6.2. Lèpre sociale et organisation collective dans la rue

Au sein du groupe, la situation de chaque lépreux va dépendre de facteurs multiples : de son appartenance à une caste ou à une ethnie particulière ; de son ordre d’arrivée au village de reclassement et de son rapport avec la gérontocratie au pouvoir ; de sa capacité à créer un réseau de donateurs à Dakar ; de son implication dans la vie associative et dans l’organisation collective dans le groupe des lépreux.

La société sénégalaise est marquée par une certaine complexité du fait du système des castes. Abdoulaye-Bara Diop (1981) montre que les relations de caste continuent à exister, masquées sous le visage démocratique de la société.
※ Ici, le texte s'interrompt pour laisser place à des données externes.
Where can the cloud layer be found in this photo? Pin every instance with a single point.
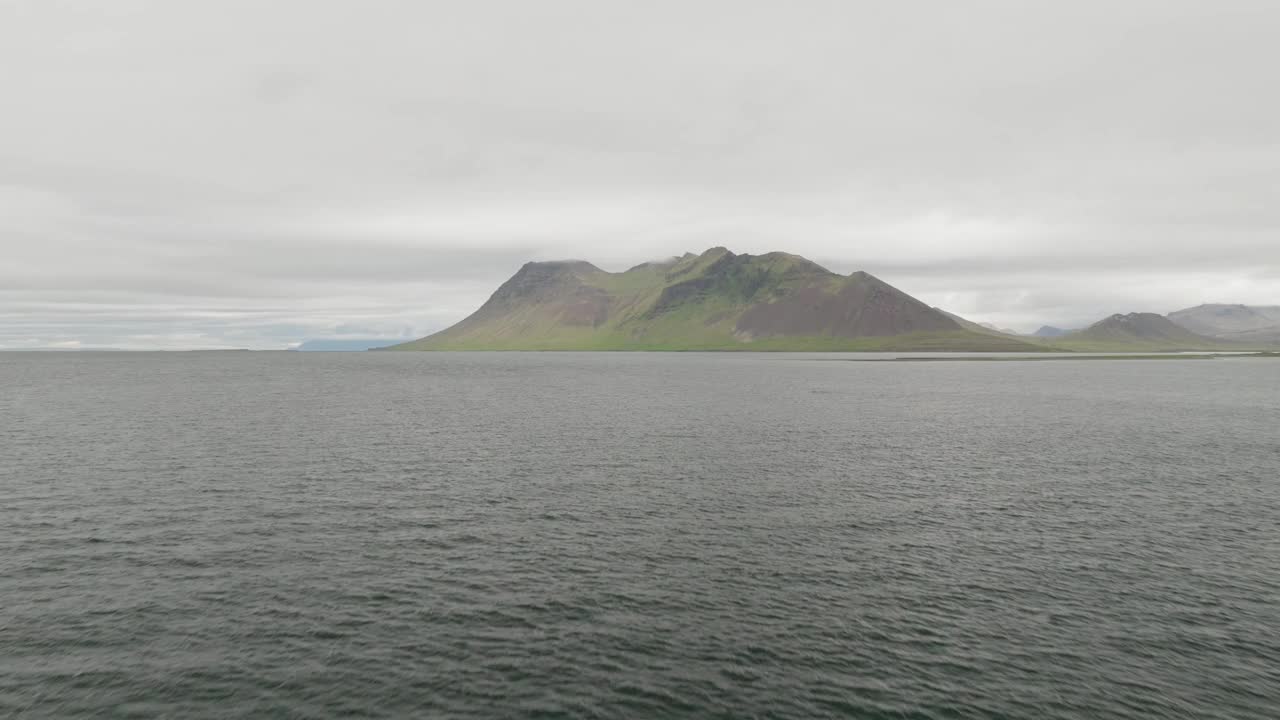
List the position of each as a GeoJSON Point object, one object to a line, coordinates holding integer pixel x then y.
{"type": "Point", "coordinates": [200, 174]}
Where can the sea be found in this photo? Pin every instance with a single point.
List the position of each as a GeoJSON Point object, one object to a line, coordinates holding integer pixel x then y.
{"type": "Point", "coordinates": [613, 534]}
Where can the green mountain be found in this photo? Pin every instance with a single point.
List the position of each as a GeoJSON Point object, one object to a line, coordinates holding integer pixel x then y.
{"type": "Point", "coordinates": [711, 301]}
{"type": "Point", "coordinates": [1138, 332]}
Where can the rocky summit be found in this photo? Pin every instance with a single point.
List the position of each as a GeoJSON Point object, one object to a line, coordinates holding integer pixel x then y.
{"type": "Point", "coordinates": [717, 300]}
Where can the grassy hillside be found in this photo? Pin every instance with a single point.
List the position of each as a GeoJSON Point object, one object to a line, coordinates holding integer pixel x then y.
{"type": "Point", "coordinates": [711, 301]}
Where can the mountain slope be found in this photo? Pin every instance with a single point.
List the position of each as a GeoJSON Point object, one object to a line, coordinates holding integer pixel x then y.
{"type": "Point", "coordinates": [711, 301]}
{"type": "Point", "coordinates": [1138, 332]}
{"type": "Point", "coordinates": [1240, 323]}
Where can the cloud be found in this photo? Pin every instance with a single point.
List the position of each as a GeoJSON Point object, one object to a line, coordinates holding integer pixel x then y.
{"type": "Point", "coordinates": [179, 173]}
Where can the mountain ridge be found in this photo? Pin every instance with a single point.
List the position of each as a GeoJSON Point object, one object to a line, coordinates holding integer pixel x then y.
{"type": "Point", "coordinates": [1232, 322]}
{"type": "Point", "coordinates": [714, 300]}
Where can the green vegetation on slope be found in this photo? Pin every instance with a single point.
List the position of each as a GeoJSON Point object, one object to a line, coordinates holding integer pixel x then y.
{"type": "Point", "coordinates": [711, 301]}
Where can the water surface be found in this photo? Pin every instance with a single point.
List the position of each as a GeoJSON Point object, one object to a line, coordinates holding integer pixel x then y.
{"type": "Point", "coordinates": [636, 536]}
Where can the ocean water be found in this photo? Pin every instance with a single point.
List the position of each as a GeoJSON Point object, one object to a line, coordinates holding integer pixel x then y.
{"type": "Point", "coordinates": [636, 536]}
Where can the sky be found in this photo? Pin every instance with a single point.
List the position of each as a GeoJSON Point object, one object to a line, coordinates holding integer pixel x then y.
{"type": "Point", "coordinates": [188, 174]}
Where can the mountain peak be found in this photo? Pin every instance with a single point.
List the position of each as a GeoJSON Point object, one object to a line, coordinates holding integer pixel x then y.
{"type": "Point", "coordinates": [716, 300]}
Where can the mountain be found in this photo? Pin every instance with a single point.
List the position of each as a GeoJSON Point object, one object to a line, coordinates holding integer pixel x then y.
{"type": "Point", "coordinates": [1242, 323]}
{"type": "Point", "coordinates": [1139, 332]}
{"type": "Point", "coordinates": [346, 345]}
{"type": "Point", "coordinates": [717, 300]}
{"type": "Point", "coordinates": [986, 328]}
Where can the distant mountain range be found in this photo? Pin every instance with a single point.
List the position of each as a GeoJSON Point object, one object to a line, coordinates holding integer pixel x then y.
{"type": "Point", "coordinates": [1240, 323]}
{"type": "Point", "coordinates": [1138, 331]}
{"type": "Point", "coordinates": [720, 300]}
{"type": "Point", "coordinates": [343, 345]}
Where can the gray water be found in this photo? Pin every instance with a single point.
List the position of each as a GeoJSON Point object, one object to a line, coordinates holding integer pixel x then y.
{"type": "Point", "coordinates": [636, 536]}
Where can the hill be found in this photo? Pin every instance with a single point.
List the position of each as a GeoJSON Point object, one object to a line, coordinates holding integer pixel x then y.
{"type": "Point", "coordinates": [717, 300]}
{"type": "Point", "coordinates": [1240, 323]}
{"type": "Point", "coordinates": [343, 345]}
{"type": "Point", "coordinates": [1138, 332]}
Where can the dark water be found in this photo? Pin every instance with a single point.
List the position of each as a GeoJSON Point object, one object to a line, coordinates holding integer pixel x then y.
{"type": "Point", "coordinates": [636, 536]}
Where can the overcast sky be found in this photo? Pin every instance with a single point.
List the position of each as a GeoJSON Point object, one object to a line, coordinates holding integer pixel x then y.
{"type": "Point", "coordinates": [255, 173]}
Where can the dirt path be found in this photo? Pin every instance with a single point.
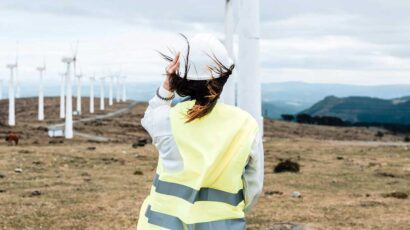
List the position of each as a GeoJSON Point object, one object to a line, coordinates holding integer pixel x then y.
{"type": "Point", "coordinates": [366, 143]}
{"type": "Point", "coordinates": [91, 136]}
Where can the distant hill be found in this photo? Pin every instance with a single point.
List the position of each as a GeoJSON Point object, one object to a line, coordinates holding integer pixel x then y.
{"type": "Point", "coordinates": [277, 98]}
{"type": "Point", "coordinates": [364, 109]}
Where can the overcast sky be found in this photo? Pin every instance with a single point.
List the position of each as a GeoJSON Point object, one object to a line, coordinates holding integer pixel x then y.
{"type": "Point", "coordinates": [345, 41]}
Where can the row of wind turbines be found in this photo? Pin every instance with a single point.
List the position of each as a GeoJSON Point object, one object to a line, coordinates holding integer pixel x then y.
{"type": "Point", "coordinates": [66, 107]}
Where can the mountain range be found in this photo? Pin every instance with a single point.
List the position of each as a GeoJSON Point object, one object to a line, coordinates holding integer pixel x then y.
{"type": "Point", "coordinates": [364, 109]}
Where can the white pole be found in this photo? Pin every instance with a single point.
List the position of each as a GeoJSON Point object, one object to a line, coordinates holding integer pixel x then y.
{"type": "Point", "coordinates": [124, 95]}
{"type": "Point", "coordinates": [17, 84]}
{"type": "Point", "coordinates": [102, 93]}
{"type": "Point", "coordinates": [12, 120]}
{"type": "Point", "coordinates": [62, 96]}
{"type": "Point", "coordinates": [69, 110]}
{"type": "Point", "coordinates": [40, 96]}
{"type": "Point", "coordinates": [1, 89]}
{"type": "Point", "coordinates": [78, 94]}
{"type": "Point", "coordinates": [249, 84]}
{"type": "Point", "coordinates": [118, 88]}
{"type": "Point", "coordinates": [92, 94]}
{"type": "Point", "coordinates": [110, 101]}
{"type": "Point", "coordinates": [228, 93]}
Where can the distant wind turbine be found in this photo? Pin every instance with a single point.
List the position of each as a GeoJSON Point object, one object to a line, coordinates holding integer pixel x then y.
{"type": "Point", "coordinates": [41, 69]}
{"type": "Point", "coordinates": [79, 76]}
{"type": "Point", "coordinates": [12, 119]}
{"type": "Point", "coordinates": [117, 86]}
{"type": "Point", "coordinates": [68, 131]}
{"type": "Point", "coordinates": [1, 89]}
{"type": "Point", "coordinates": [110, 101]}
{"type": "Point", "coordinates": [124, 95]}
{"type": "Point", "coordinates": [17, 82]}
{"type": "Point", "coordinates": [92, 79]}
{"type": "Point", "coordinates": [102, 93]}
{"type": "Point", "coordinates": [62, 95]}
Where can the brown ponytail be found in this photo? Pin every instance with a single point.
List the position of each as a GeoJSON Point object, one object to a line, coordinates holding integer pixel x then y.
{"type": "Point", "coordinates": [205, 92]}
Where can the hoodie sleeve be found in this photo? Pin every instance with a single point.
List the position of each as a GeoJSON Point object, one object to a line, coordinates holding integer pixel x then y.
{"type": "Point", "coordinates": [157, 123]}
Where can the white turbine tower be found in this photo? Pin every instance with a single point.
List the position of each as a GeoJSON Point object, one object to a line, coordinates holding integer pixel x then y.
{"type": "Point", "coordinates": [110, 91]}
{"type": "Point", "coordinates": [79, 76]}
{"type": "Point", "coordinates": [228, 94]}
{"type": "Point", "coordinates": [1, 89]}
{"type": "Point", "coordinates": [41, 69]}
{"type": "Point", "coordinates": [92, 79]}
{"type": "Point", "coordinates": [249, 84]}
{"type": "Point", "coordinates": [62, 95]}
{"type": "Point", "coordinates": [102, 93]}
{"type": "Point", "coordinates": [12, 119]}
{"type": "Point", "coordinates": [68, 131]}
{"type": "Point", "coordinates": [117, 87]}
{"type": "Point", "coordinates": [17, 82]}
{"type": "Point", "coordinates": [124, 95]}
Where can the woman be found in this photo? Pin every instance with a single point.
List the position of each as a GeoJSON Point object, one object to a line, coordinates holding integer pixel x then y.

Par exemple, dans la société wolof, une bipartition oppose géér et neeno, c’est-à-dire caste supérieure et groupe inférieur. Ce groupe est divisé en castes et en sous castes : les artisans, les griots et les courtisans, ainsi que les hommes libres et les esclaves.

Mais leur situation dépend plus encore de la gérontocratie des malades fondateurs des villages de reclassement social. Car ils détiennent le pouvoir et orientent les actions socioprofessionnelles ainsi que l’acheminement des œuvres caritatives. Les « lépreux mendiants » du village sont les derniers à en bénéficier car ils ont plusieurs tords : celui d’être absents et celui de pratiquer une activité qui les discréditent.
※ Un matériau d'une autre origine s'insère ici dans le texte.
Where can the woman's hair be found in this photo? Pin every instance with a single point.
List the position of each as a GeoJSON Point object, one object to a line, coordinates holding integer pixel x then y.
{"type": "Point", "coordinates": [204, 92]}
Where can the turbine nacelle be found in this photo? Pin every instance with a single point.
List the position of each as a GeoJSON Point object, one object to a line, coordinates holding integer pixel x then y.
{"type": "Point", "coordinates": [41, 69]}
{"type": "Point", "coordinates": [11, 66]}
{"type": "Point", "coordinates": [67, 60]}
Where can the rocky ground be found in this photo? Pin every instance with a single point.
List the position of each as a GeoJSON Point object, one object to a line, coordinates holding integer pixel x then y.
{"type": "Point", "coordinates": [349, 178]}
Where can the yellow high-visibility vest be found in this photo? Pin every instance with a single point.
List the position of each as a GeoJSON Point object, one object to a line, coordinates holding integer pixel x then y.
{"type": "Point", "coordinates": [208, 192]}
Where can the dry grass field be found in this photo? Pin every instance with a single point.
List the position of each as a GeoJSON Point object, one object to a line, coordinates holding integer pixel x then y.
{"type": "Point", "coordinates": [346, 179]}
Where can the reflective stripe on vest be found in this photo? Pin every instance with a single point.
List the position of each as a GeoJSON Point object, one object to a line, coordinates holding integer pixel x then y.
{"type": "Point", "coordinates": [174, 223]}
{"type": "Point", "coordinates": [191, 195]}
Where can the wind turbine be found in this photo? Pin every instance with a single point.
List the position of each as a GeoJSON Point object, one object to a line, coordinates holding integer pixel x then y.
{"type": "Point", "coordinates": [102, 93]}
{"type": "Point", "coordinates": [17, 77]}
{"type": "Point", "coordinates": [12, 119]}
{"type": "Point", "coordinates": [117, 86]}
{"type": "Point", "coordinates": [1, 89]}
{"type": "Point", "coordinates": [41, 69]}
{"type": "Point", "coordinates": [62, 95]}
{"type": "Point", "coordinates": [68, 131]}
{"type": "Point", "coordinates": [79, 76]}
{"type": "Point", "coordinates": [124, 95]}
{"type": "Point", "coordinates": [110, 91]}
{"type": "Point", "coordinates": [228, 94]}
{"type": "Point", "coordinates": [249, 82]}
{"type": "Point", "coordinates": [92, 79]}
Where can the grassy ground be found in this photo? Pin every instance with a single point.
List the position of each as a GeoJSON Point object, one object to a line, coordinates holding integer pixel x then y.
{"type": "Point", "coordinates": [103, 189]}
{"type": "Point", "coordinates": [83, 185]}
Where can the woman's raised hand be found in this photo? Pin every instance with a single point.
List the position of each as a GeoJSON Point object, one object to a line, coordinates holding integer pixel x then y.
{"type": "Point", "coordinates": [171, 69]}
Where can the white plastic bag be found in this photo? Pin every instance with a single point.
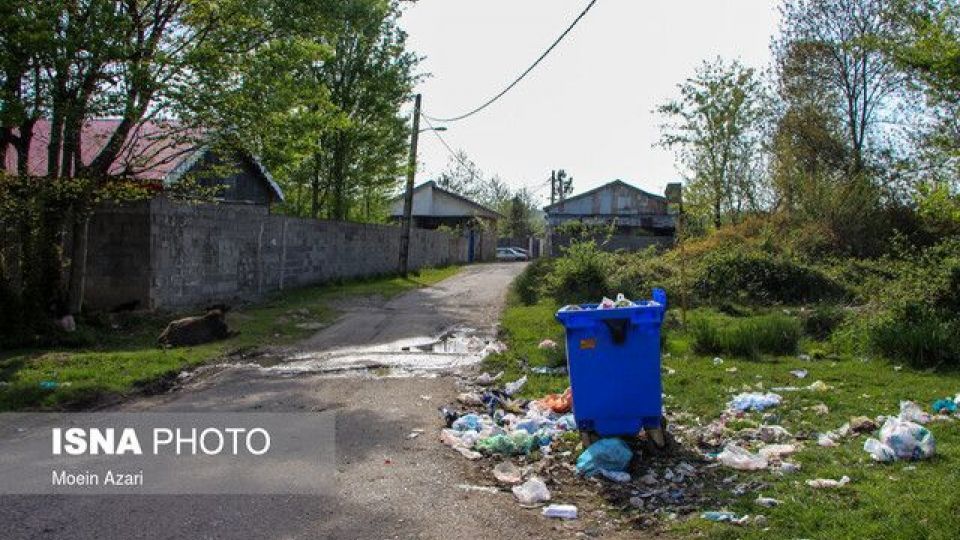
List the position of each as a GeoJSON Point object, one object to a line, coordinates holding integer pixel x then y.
{"type": "Point", "coordinates": [533, 491]}
{"type": "Point", "coordinates": [737, 458]}
{"type": "Point", "coordinates": [907, 440]}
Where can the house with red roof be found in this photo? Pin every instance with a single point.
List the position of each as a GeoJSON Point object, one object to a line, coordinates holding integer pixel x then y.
{"type": "Point", "coordinates": [161, 154]}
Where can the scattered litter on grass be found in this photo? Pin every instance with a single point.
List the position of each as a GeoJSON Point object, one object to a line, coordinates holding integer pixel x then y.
{"type": "Point", "coordinates": [485, 379]}
{"type": "Point", "coordinates": [738, 458]}
{"type": "Point", "coordinates": [945, 406]}
{"type": "Point", "coordinates": [901, 439]}
{"type": "Point", "coordinates": [482, 489]}
{"type": "Point", "coordinates": [754, 401]}
{"type": "Point", "coordinates": [862, 424]}
{"type": "Point", "coordinates": [514, 387]}
{"type": "Point", "coordinates": [725, 517]}
{"type": "Point", "coordinates": [606, 454]}
{"type": "Point", "coordinates": [547, 344]}
{"type": "Point", "coordinates": [560, 511]}
{"type": "Point", "coordinates": [912, 412]}
{"type": "Point", "coordinates": [544, 370]}
{"type": "Point", "coordinates": [820, 409]}
{"type": "Point", "coordinates": [828, 483]}
{"type": "Point", "coordinates": [508, 473]}
{"type": "Point", "coordinates": [558, 403]}
{"type": "Point", "coordinates": [533, 491]}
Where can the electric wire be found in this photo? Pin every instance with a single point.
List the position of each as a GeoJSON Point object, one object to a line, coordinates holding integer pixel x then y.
{"type": "Point", "coordinates": [523, 75]}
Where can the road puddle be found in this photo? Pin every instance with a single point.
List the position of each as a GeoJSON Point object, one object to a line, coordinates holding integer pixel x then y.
{"type": "Point", "coordinates": [456, 348]}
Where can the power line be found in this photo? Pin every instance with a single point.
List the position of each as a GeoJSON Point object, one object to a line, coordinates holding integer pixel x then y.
{"type": "Point", "coordinates": [522, 75]}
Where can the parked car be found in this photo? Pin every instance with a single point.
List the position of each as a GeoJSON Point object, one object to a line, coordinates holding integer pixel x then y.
{"type": "Point", "coordinates": [510, 254]}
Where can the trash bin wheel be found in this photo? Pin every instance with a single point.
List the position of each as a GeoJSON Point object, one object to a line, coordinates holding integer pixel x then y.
{"type": "Point", "coordinates": [588, 437]}
{"type": "Point", "coordinates": [659, 436]}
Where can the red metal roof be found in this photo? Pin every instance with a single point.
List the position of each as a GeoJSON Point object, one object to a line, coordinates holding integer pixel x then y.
{"type": "Point", "coordinates": [151, 152]}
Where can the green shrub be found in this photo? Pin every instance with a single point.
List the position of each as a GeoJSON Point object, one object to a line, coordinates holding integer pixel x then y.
{"type": "Point", "coordinates": [528, 286]}
{"type": "Point", "coordinates": [750, 336]}
{"type": "Point", "coordinates": [636, 274]}
{"type": "Point", "coordinates": [581, 275]}
{"type": "Point", "coordinates": [915, 318]}
{"type": "Point", "coordinates": [762, 278]}
{"type": "Point", "coordinates": [820, 322]}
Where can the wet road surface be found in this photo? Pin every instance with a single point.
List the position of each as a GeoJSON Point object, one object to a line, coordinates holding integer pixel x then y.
{"type": "Point", "coordinates": [388, 485]}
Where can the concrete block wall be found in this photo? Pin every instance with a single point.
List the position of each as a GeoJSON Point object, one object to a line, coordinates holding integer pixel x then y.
{"type": "Point", "coordinates": [174, 255]}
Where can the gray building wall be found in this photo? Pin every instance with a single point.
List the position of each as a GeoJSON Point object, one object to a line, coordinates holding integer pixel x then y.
{"type": "Point", "coordinates": [173, 255]}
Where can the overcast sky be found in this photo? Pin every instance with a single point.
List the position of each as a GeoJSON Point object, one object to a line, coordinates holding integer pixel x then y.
{"type": "Point", "coordinates": [587, 108]}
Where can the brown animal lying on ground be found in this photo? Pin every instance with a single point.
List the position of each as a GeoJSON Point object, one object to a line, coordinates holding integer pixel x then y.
{"type": "Point", "coordinates": [196, 330]}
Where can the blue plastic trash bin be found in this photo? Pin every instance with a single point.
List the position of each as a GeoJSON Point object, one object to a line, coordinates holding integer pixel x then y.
{"type": "Point", "coordinates": [613, 357]}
‘« Les premiers qui sont venus là bas sont les mieux implantés. Ils sont les plus considérés. C’est eux qui ont les pirogues. Leurs fils ont des boutiques. C’est la classe aisée en quelque sorte ! »’

Plus que tous les autres, les étrangers en provenance des pays limitrophes se plaignent. Ils ont dû acheter cher un bout de concession pour y habiter et ils restent traités de façon discriminante :

‘« Les étrangers, ils n’ont absolument rien ! Ils ne reçoivent pas d’aide, ni du gouvernement, ni des ONG. C’est le secrétaire du village qui fait les tris. Il s’enferme avec les blancs. Lui, il a fait cinq fois la demande et il n’a jamais rien eu ! »’
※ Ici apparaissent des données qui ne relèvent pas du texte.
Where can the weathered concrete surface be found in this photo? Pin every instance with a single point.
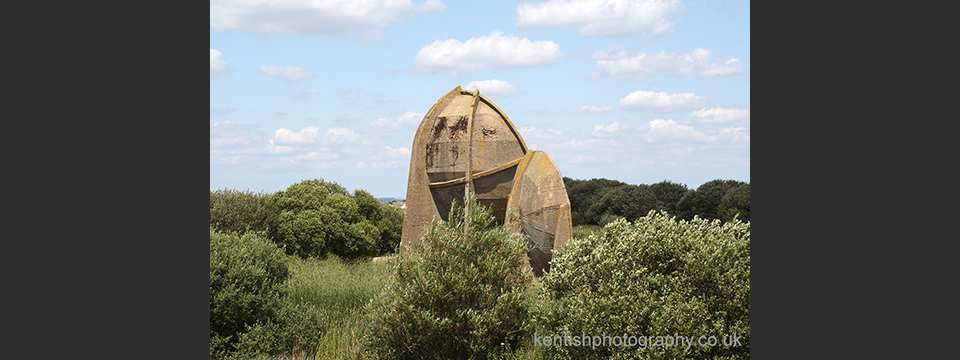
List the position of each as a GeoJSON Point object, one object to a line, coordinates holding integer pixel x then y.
{"type": "Point", "coordinates": [540, 198]}
{"type": "Point", "coordinates": [466, 142]}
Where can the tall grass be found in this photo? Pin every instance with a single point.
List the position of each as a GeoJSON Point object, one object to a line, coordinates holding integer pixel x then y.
{"type": "Point", "coordinates": [340, 290]}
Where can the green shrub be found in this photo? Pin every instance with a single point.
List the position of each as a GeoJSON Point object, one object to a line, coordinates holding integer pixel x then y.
{"type": "Point", "coordinates": [657, 277]}
{"type": "Point", "coordinates": [317, 218]}
{"type": "Point", "coordinates": [296, 329]}
{"type": "Point", "coordinates": [247, 276]}
{"type": "Point", "coordinates": [237, 212]}
{"type": "Point", "coordinates": [458, 293]}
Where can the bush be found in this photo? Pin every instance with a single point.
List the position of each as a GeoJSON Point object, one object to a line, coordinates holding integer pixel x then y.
{"type": "Point", "coordinates": [237, 212]}
{"type": "Point", "coordinates": [296, 329]}
{"type": "Point", "coordinates": [247, 275]}
{"type": "Point", "coordinates": [458, 293]}
{"type": "Point", "coordinates": [317, 218]}
{"type": "Point", "coordinates": [657, 277]}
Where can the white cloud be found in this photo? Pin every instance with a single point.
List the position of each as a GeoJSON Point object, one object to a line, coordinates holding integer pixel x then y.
{"type": "Point", "coordinates": [669, 131]}
{"type": "Point", "coordinates": [718, 115]}
{"type": "Point", "coordinates": [645, 19]}
{"type": "Point", "coordinates": [285, 73]}
{"type": "Point", "coordinates": [217, 67]}
{"type": "Point", "coordinates": [307, 94]}
{"type": "Point", "coordinates": [408, 119]}
{"type": "Point", "coordinates": [316, 156]}
{"type": "Point", "coordinates": [492, 51]}
{"type": "Point", "coordinates": [590, 109]}
{"type": "Point", "coordinates": [430, 5]}
{"type": "Point", "coordinates": [340, 136]}
{"type": "Point", "coordinates": [601, 130]}
{"type": "Point", "coordinates": [365, 19]}
{"type": "Point", "coordinates": [550, 111]}
{"type": "Point", "coordinates": [661, 102]}
{"type": "Point", "coordinates": [304, 136]}
{"type": "Point", "coordinates": [494, 88]}
{"type": "Point", "coordinates": [617, 62]}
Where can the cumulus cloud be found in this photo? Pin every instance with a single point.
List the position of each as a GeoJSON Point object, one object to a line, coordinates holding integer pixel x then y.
{"type": "Point", "coordinates": [387, 158]}
{"type": "Point", "coordinates": [590, 109]}
{"type": "Point", "coordinates": [491, 51]}
{"type": "Point", "coordinates": [285, 73]}
{"type": "Point", "coordinates": [661, 102]}
{"type": "Point", "coordinates": [718, 115]}
{"type": "Point", "coordinates": [551, 110]}
{"type": "Point", "coordinates": [601, 130]}
{"type": "Point", "coordinates": [428, 6]}
{"type": "Point", "coordinates": [617, 62]}
{"type": "Point", "coordinates": [668, 130]}
{"type": "Point", "coordinates": [365, 19]}
{"type": "Point", "coordinates": [494, 88]}
{"type": "Point", "coordinates": [307, 94]}
{"type": "Point", "coordinates": [340, 136]}
{"type": "Point", "coordinates": [217, 67]}
{"type": "Point", "coordinates": [644, 19]}
{"type": "Point", "coordinates": [304, 136]}
{"type": "Point", "coordinates": [408, 119]}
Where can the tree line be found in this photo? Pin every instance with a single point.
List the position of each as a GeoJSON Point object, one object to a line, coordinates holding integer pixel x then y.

Certains nouveaux venus se plaignent de ne plus pouvoir parvenir à trouver (et devoir acheter, car il n’y a plus d’attribution gratuite aux lépreux) de parcelles pour habiter.

Dans les villages de reclassement, les relations sociales se nouent au travers des liens étroits entre voisins et autour de l’appartenance à une association. La vie associative est multiple et s’étend de la base villageoise ou ethnique à la dimension professionnelle, sportive ou culturelle. Les « tontines » se développent sur une base de partage financier. Si certaines associations ont une finalité d’entraide, elles sont surtout des moyens de cristallisation des relations amicales.